Around Indies

Maple Street Book Shop Plans Expansion

This summer, Maple Street Book Shop, in New Orleans, Louisiana, will be expanding into two additional locations in historic New Orleans neighborhoods. The Faubourg Marigny shop — slated to open in late June — will be located within the New Orleans Healing Center. The Faubourg St. John location is scheduled to open later in the summer.

In a message posted on the bookstore’s blog, Fighting the Stupids, owner Donna Allen wrote that there were a variety of reasons for her decision to open the new locations, “none the least of which is that the rate of illiteracy in New Orleans is unacceptable. It’s nearly twice the national average. How can this be in our wonderful city? Literacy is vital to the growth and well-being of any community, whether that community is a well established one located near universities or one having to rebuild itself from the ground up after a massive disaster. Maple Street Book Shop has always been a neighborhood book shop and as New Orleans continues to rebuild its neighborhoods, we want to be there to offer the residents a source for quality literature, a source for affordable reading materials, a source for reading materials in all formats, and a place for literary events.”

The River’s End Turns 13

On Wednesday, May 18, The River’s End Bookstore in Oswego, New York, marked its 13th anniversary with the launch a new IndieCommerce website, which owners Bill Reilly and Mindy Ostrow said would help them better serve current and future readers and writers.

To celebrate, the bookstore served refreshments and offered customers a 13 percent discount on in-stock paperback titles.

Powell’s and City Lights Inspire

Powell’s Books in Portland, Oregon, and City Lights Bookstore in San Francisco, California, are featured on Salon’s list of “The World’s Most Inspiring Bookstores.”

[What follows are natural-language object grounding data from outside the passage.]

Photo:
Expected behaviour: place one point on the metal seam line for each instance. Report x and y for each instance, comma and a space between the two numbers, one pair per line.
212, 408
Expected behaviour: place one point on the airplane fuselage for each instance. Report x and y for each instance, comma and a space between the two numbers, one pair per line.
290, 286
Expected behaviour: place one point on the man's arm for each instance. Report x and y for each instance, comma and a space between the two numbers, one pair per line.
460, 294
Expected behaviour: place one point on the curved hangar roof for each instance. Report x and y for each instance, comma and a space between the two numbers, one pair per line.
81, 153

The slide show, which is part of Trazzler, Salon’s Sunday feature spotlighting travel stories, lists impressive and inspiring bookstores from around the world. Powell’s is described as “heaven for literature lovers,” with a 68,000-square-foot space occupying a whole city block stacked with books. City Lights, “a literary monument to San Francisco’s beatnik past,” is featured for its extensive inventory of left-leaning works of fiction, history, politics, spirituality, and most notably, poetry.